The Torah tells us that a man who recently married, planted a field, or built a home, is exempt from the physical danger of war because of the possible fate that he may die, which would prevent him from fulfilling his dream of benefiting from the things that he recently built or acquired. The Torah, however, adds on an interesting afterthought: וְאִישׁ אַחֵר, יַחְנְכֶנּוּ. That a different person will benefit from that which he has done.
The simple understanding of this is that HKBH has rachmanus on a person, and does not want him to toil to no avail. However, Rav Zalman Sorotzkin explains this with an insight into the human psyche. The Medresh Rabba in Bereishis (56:4) tells us that after Yitzchak agreed to be killed on the alter as a korbon, he was approached by the Satan and told “If you die, your possessions will go to Yishmael!” The Medrash is pointing out that for some people, hearing that others will benefit from their work, can be more painful than death itself! This jealousy that ‘he has mine!’, can push a person to change directions in life.
It is interesting that this man who is exempt from combat duty is still obligated to be involved in the war effort, albeit far behind the front lines. This is the exact opposite of kinah (jealousy): Being secondary (behind the lines) while someone else is successfully fighting on the front lines. Upon reading his words I was moved about the thought of the “beast within us. “ A soldier could have selflessness to the point of putting himself into danger on the front lines for the benefit of others. But this same gallant soldier could suddenly lose his determination and become very selfish if he hears that someone else will get his new car if he were to die.

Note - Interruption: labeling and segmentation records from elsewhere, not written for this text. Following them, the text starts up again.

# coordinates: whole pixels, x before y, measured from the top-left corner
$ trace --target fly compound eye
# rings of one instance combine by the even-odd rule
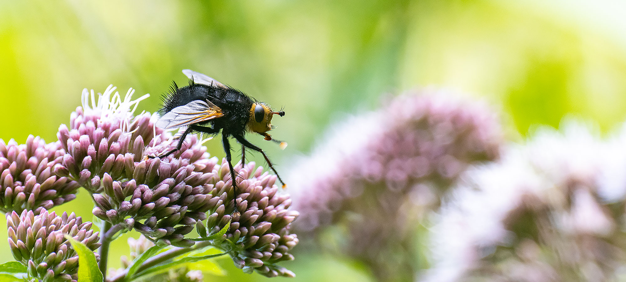
[[[265,117],[265,109],[260,105],[257,105],[254,107],[254,120],[257,122],[261,122]]]

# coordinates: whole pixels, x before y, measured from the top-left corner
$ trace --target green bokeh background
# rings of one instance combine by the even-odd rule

Many times we would be willing to forgive others for their iniquities against us. But then we think ‘If I forgive him, he is going to get off the hook’. Looking at what benefit the other person is getting from me, instead of ‘what I can do for the other person’ can stop us from being altruistic and from doing what we know in our hearts is the right thing. However, if we apply the idea of Rav Sorotzkin and make ourselves ‘secondary’ to the person that harmed us, this can help us forgive the other person. We can vanquish the jealousy that is within us and become better people.